武部健一『道路の日本史』

今回のブログの記事は、このブログを書き進めることを習慣化する目的で、読書記録に方針を一時転換しようと考えている。そこで最初の読書記録は、武部健一の『道路の日本史』である。
1.本との出会い
この本と出合いは、筆者がよく見る動画配信サービスにおいて都市開発シミュレーションゲーム《Cities:Skyline》中心に実況をしている動画配信者による紹介である。その配信者は、武部健一を日本で道路の技術と歴史を網羅した人物であると評価している。私は、その評価を基にどのような本かと思い、紹介された日の翌日に本屋へ赴き購入した。
2.本の概要
さて、この本は2015年に中央公論新社の中公新書で出版された。この本は第1章から終章までの7章建てという構成で日本の道路の通史を書き出している。そして、著者がこの本を記したのは、はじめににおいて述べられており、自身が高速道路の建設に携わっているときに高速道路の計画路線に国分寺の遺跡がかかっていることを疑問の発端としている。そこで著者は、古代、中世、近世、近代や現代の道路の歴史を調べることで日本と道路の双方の歴史を鮮明に書き出そうとしている。

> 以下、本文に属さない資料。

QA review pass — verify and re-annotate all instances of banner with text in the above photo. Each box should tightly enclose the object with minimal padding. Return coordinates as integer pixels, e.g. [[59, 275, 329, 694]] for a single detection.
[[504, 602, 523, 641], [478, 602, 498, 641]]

第1章では道路の通史を語るうえで外すことのできないとされているヨーロッパの道路史と中国の道路史を述べている。第2章では、古代日本に造られた七道駅路といった古代道について述べ、日本の道路史の黎明を書き出している。そのことによって、古代の道路と現代の高速道路の共通点である計画性と直達性であることを示している。第3章では、中世日本における日本道路史を整理し、古代の道路が衰退していく中で、それと異なる道路システムが形成されていく。第4章では、近世日本における道路史について述べ、江戸時代の道路の特徴を洗い出している。そのことにより、五街道の整備が現代の一般国道につながったということを述べている。第5章では近代日本における道路史を分析し、鉄道が中心となっていた近代日本において道路がどのような役割を果たしていたのかを述べている。第6章で、自身の経験を基に戦後の高速道路建設における過程を洗い出している。終章では、今後の日本における道路の展望と課題を述べている。
3.所感
この本は、日本の道路の通史を記している。古代・中世・近世・近代・現代とその時代において中心につくられた道路の特徴をとらえており、古代の道路と現代の高速道路の共通性を導き出している。そして、権力者の変化とともに主要となる道路の用途が変化していることが、分かりやすく書かれている。日本の道路の政治史として見ても面白いと思われる。
現代の都市政策において都市景観とかなり重要視されている。そうした中で都市において新しい道路を造るもしくは既存の道路を更新していくかが課題となっている。都市景観も考えたうえで道路の設計を考えていくことが必要であると考えられる。